The most important thing to realize is that the quantity defines the size of a single batch. It starts in CHECKING mode and goes to ACTIVE when all conditions are met. It will stay in ACTIVE and not return to CHECKING until it completes the batch, so don't use infinite or it will never check the conditions again. Setting the frequency to daily/monthly/yearly, etc. lets you decide to leave the order inactive for a while before checking again.
Generally, pressing (r)eagents from the (c)onditions screen gives you good presets for inputs, which you can then tweak to your liking. (p)roducts gives you presets for outputs, so you can limit overproduction. Each entry consists of an item, material, and traits. Item is a base item, such as 'bolts', 'bars', 'liquid', or just 'item' for any type. Material is very specific, such as 'orthoclase', 'jabberer bone', or 'steel'. Traits are the most useful, containing such entries as 'bone', 'soap', 'metal', 'unrotten', etc., and they can be combined with each other. Going back outside to the manager screen, pressing (d) leads to the details screen, which is where you set job details like the engraving on a statue, or the material the job will actually use after it's done checking conditions.

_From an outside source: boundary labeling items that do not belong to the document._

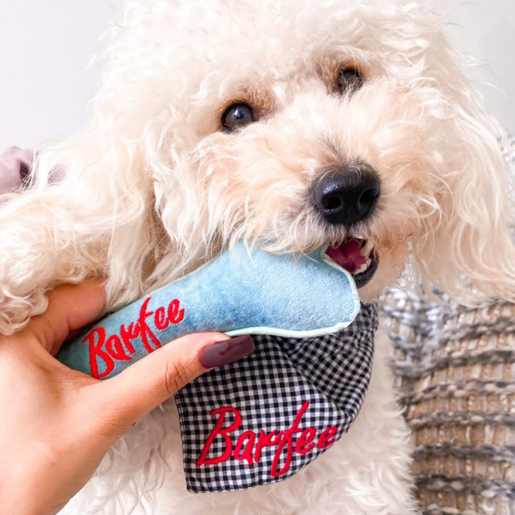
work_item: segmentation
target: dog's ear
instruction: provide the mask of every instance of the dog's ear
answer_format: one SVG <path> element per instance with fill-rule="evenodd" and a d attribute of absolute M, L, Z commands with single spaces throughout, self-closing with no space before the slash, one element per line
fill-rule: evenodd
<path fill-rule="evenodd" d="M 431 282 L 466 304 L 479 298 L 513 301 L 515 247 L 508 227 L 513 170 L 501 150 L 507 136 L 448 58 L 453 76 L 443 89 L 441 133 L 434 136 L 440 210 L 415 253 L 426 291 Z"/>

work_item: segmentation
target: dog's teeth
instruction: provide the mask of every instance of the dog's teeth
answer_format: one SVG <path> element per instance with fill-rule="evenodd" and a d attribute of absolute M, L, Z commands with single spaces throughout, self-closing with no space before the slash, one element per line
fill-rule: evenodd
<path fill-rule="evenodd" d="M 372 249 L 374 248 L 374 244 L 370 240 L 367 242 L 367 244 L 359 252 L 359 253 L 364 256 L 369 257 Z"/>
<path fill-rule="evenodd" d="M 355 276 L 357 276 L 358 273 L 363 273 L 370 266 L 370 263 L 371 263 L 372 260 L 369 258 L 367 260 L 367 262 L 364 263 L 355 272 L 354 272 L 354 274 Z"/>

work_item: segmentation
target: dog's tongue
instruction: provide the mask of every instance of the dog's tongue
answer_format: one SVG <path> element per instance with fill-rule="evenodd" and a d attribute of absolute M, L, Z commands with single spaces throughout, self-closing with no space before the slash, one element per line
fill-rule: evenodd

The conditions ignore hauled items (read: more bin problems.)
An example where you might use all three is: "unused dyed hemp cloth".

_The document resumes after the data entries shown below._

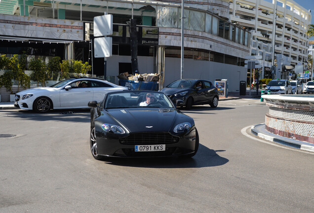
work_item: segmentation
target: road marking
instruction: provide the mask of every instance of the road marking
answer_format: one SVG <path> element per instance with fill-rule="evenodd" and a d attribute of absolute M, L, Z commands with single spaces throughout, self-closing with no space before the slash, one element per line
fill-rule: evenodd
<path fill-rule="evenodd" d="M 265 143 L 267 143 L 267 144 L 270 144 L 270 145 L 274 145 L 275 146 L 279 147 L 280 147 L 280 148 L 285 148 L 285 149 L 289 149 L 289 150 L 294 150 L 294 151 L 299 151 L 299 152 L 301 152 L 306 153 L 308 153 L 308 154 L 314 154 L 314 153 L 311 153 L 311 152 L 309 152 L 308 151 L 303 151 L 303 150 L 300 149 L 291 148 L 289 148 L 288 147 L 284 146 L 284 145 L 279 145 L 278 144 L 276 144 L 275 142 L 269 142 L 268 141 L 264 141 L 264 140 L 262 140 L 261 139 L 259 139 L 258 138 L 255 138 L 255 137 L 253 137 L 253 136 L 251 136 L 251 135 L 250 135 L 249 134 L 248 134 L 247 133 L 246 133 L 246 130 L 247 130 L 247 129 L 248 129 L 248 128 L 251 129 L 251 127 L 252 127 L 253 126 L 254 126 L 254 125 L 248 126 L 247 127 L 245 127 L 243 128 L 243 129 L 242 129 L 241 130 L 241 133 L 242 133 L 242 135 L 244 135 L 245 136 L 246 136 L 247 137 L 249 138 L 250 138 L 251 139 L 254 140 L 255 141 L 259 141 L 260 142 L 262 142 Z"/>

"Cloth" is the item type. If left as "item", we'd also get threads.
"Hemp" defines material. We don't want rope reed, cave spider silk, etc.
"Unused" and "dyed" are traits. "Unused" defines that it hasn't been partially used in a hospital, which would make it invalid for clothesmaking. "Dyed" means we don't want un-dyed cloth.
You'd want to set the cloth type on the details screen to "hemp", or they'd attempt to fill the order with all kinds of cloth despite all the trouble of checking for the existence of hemp. Unfortunately, there's no job detail for dyed cloth yet, so we're stuck using stockpile links in this example regardless.
I have some more practical examples in this post. I use some shorthand for the inequalities (e.g., <= means "at most", = means "exactly".)